More than reaching the destination, the journey of the last one year with Smart Portfolios was more satisfying. Even though the portfolio was a notional one, the reactions almost made us believe that we were literally managing someone's money.
During the initial unsteady months we adopted a cautious approach of remaining in cash. Through the months we planned not just our entry strategy but also the exit strategy with utmost care. Sure, we may have missed the bottom while buying and top while selling, but no one can claim to be able to do that either. By the end of the season we were fully invested. With the tide turning in our favour, we did take a few aggressive mid-cap bets, which further boosted our performance.
What would be your contribution to Smart Portfolios Season II?
The second season comes with new fund managers who will give investors a flavour of their strategies. Investors often wish to unravel the mind of a fund manager, which is good. But investors need to realise that fund managers cannot be mimicked to make gains. Give someone a tip and the person will make money one day. Teach the art of investing and the person can make enough for a lifetime. My endeavour will be to help investors realise the latter.
How do explain the concept of equity markets to the lay investor?
The stock market is the perfect meeting place for buyers and sellers for asset exchange; not to forget the intermediaries that facilitate such meeting. An active trading platform facilitates smooth entry and exit, making it among the most liquid assets. The stock market is a boon to companies that wish to raise money for future growth. At the same time, it provides investors an opportunity to be part of that growth by owning a fraction of the company. It is the best asset class, providing the opportunity to generate substantial wealth over the long term. In the short term the stock market appears like a roulette game but in the long term it's like a weighing machine.
The markets have doubled since March. What are your expectations?
The fiscal supply around is clearly the result of the convalescence dose by governments. The liquidity notwithstanding, market players have chosen to discount some concerns - likely monetary control measures, the bleak fiscal deficit situation and best case valuations at fair value (17x FY11E). While any major upside to the Nifty may be difficult, the excess liquidity leaves little room for any severe downslide as well. We believe money will move out from overbought sectors to ones that have not participated heavily in the rally and non-index stocks will outperform their larger peers.
You have invested around 90 per cent of your funds and exited from OMCs?

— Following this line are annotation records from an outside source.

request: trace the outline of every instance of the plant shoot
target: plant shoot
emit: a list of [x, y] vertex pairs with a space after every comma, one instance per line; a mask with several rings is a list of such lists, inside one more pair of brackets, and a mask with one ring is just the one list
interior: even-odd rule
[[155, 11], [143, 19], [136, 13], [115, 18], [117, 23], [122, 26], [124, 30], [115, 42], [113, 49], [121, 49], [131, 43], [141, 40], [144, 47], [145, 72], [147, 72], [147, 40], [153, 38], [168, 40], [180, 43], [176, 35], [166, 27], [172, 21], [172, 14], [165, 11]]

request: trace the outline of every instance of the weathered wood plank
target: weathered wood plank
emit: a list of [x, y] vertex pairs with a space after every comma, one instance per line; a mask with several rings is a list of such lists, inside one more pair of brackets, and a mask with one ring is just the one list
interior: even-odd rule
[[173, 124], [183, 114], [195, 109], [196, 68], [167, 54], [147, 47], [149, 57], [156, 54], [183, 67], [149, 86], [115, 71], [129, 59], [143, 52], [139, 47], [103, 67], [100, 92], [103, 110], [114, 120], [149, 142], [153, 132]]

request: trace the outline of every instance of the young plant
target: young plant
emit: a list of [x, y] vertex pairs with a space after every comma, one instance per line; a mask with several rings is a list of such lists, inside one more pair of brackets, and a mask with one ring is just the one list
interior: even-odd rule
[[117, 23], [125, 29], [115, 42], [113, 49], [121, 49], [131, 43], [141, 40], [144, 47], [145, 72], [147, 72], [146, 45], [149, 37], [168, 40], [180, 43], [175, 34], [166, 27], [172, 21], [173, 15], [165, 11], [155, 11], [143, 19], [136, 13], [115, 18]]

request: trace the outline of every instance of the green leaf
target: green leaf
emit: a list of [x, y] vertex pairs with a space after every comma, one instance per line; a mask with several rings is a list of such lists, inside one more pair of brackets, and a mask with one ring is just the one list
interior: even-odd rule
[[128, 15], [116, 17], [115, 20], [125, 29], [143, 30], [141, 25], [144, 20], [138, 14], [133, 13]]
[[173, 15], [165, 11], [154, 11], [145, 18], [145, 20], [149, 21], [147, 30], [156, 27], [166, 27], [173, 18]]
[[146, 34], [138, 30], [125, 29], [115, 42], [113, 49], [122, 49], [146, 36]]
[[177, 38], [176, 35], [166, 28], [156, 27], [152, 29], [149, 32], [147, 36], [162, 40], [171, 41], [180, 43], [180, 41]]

In line with the above mentioned strategy, I have chosen to remain 85-90 per cent invested. Buying into OMCs was ahead of expectations of subsidy bonds to be issued for 2009. We booked profits recently and will monitor closely to re-enter at an opportune time again.
What are the stocks or sector you would focus on going forward?
Ours approach will primarily be bottom-up. But sector wise, we like infrastructure, which will be the biggest beneficiary of government contracts. While the fiscal situation may not permit big spends, our channel checks tell us that the PPP route will be adopted.
Telecom is another area witnessing stable demand with subscriber additions are going steady. Once the Bharti - MTN is completed, this sector will get re-rated.
We are equally bullish on the auto industry fortunes. It did well during the downturn and has held up strong even on bad monsoons. However, valuations seem rich. A prudent strategy would be to zero-in on some auto-ancillaries players focused on the domestic market.